Jason Phu’s multi-disciplinary practice brings together a wide range of references, including traditional ink paintings, calligraphy, readymade objects, everyday vernacular, ancient folklore, personal narratives and historical events. Working across drawing, installation, painting, performance and film, Phu frequently uses humour as a device to address identity and cultural dislocation within an Australian context. Often employing stories of ghosts, spirits, demons and gods from Chinese culture as a personification of these concepts, Phu’s playful subject matter convey a sense of connection to today’s world while being simultaneously timeless.

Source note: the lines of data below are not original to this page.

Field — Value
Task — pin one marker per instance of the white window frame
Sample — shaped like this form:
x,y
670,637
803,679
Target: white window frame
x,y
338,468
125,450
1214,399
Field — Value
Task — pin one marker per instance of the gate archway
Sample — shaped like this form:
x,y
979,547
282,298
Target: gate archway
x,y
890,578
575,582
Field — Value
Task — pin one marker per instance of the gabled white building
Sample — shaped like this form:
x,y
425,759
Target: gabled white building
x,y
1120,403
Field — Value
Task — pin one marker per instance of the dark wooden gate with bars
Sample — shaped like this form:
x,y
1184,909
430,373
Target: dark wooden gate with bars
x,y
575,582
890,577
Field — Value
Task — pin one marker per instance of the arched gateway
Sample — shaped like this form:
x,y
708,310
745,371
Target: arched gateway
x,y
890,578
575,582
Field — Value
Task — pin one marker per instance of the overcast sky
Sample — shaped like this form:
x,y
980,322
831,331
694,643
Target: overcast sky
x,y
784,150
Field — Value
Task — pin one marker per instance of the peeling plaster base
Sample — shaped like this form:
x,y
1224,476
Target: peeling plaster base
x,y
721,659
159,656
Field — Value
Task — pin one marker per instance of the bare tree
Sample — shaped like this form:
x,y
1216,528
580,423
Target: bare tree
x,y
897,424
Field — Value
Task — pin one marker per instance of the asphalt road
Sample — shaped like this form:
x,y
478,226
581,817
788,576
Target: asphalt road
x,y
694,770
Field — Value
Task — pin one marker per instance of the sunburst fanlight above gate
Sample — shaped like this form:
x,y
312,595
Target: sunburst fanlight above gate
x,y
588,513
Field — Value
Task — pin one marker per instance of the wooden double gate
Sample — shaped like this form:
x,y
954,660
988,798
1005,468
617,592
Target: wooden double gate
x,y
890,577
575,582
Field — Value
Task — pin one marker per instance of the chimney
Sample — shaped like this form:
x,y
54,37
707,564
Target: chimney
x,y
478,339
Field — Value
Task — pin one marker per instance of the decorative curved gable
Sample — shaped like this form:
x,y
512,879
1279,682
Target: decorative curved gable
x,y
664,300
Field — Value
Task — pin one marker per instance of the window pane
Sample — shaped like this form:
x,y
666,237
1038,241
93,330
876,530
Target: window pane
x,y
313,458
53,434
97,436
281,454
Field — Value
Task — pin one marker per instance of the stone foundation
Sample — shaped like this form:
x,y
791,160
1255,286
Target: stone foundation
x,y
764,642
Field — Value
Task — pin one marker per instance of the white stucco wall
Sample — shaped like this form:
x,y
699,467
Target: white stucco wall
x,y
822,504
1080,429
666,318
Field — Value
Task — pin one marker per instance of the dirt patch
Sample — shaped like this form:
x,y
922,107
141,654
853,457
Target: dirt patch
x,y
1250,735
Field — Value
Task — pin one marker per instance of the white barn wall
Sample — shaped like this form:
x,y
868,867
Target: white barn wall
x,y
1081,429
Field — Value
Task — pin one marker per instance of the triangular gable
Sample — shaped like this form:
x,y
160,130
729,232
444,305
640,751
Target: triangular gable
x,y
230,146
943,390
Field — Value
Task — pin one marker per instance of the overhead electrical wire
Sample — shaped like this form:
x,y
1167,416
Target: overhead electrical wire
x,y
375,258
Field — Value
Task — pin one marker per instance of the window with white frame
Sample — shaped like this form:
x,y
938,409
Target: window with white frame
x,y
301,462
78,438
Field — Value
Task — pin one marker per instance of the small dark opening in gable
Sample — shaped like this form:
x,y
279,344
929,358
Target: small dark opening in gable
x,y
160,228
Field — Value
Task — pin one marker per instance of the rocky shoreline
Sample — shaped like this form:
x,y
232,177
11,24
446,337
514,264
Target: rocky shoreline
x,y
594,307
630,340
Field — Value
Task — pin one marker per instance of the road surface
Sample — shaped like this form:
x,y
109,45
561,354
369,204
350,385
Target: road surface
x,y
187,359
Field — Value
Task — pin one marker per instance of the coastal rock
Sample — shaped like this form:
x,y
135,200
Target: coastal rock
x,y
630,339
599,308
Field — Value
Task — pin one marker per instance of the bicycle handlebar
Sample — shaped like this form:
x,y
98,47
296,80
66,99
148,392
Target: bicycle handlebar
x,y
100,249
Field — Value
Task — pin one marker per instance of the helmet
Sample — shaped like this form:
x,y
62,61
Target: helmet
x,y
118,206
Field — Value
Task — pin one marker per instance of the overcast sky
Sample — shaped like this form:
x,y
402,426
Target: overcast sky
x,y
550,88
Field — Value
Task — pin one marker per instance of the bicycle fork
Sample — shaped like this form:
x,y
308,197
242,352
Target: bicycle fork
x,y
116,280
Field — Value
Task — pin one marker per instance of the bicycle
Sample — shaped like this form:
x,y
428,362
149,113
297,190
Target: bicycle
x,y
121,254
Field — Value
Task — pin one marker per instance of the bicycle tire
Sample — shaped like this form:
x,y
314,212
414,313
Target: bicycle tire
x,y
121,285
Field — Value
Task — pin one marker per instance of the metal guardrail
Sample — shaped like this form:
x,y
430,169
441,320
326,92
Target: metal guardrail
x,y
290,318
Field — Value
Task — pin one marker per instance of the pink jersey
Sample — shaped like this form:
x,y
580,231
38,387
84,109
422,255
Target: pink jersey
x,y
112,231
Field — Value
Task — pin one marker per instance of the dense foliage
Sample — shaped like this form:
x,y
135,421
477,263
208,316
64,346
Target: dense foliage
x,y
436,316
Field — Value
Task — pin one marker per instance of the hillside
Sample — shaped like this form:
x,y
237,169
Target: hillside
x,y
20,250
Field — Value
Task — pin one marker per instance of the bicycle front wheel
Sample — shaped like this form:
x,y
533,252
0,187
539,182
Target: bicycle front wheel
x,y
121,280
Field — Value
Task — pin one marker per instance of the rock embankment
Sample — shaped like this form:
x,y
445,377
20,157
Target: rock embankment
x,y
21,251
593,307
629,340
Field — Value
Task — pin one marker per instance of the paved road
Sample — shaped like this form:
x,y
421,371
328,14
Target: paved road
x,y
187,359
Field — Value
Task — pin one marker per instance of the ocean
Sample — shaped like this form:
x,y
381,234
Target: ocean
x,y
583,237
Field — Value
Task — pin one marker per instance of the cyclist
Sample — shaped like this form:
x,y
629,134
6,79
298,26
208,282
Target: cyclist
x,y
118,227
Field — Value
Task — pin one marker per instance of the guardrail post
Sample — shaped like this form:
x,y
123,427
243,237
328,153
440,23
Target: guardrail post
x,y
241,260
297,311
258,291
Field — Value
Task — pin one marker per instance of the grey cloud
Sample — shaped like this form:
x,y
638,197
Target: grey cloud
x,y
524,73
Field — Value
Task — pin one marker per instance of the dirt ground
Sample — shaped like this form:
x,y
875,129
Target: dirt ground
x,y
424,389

Phu has exhibited extensively in Australia in solo and group shows, with significant exhibitions including Everyone is dead, except for me, again, Home Of The Arts, Sunshine Coast (2024); Like a Wheel That Turns: The 2022 Macfarlane Commissions, Australian Centre for Contemporary Art, Melbourne (2022); and Primavera 2018: Young Australian Artists, Museum of Contemporary Art, Sydney (2018). In 2017, Phu was awarded the West Space, Melbourne, commission, presenting the significant solo exhibition My parents met at the fish market. Phu has also been the recipient of many highly acclaimed awards, including Moving Image Commission for Young Australian Artists, Australian Centre for the Moving Image X Mordant Family (2021); Art Assembly Commission, Sydney Opera House (2019); Sir John Sulman Prize (2015); and the Freedman Foundation Travelling Art Scholarship (2015). He has been a finalist in the Sulman Prize (2022, 2019, 2018); the Ramsay Art Prize (2017); the New South Wales Emerging Visual Arts Fellowship (2017); the Brett Whiteley Travelling Art Scholarship (2016); and the Archibald Prize (2015, 2014).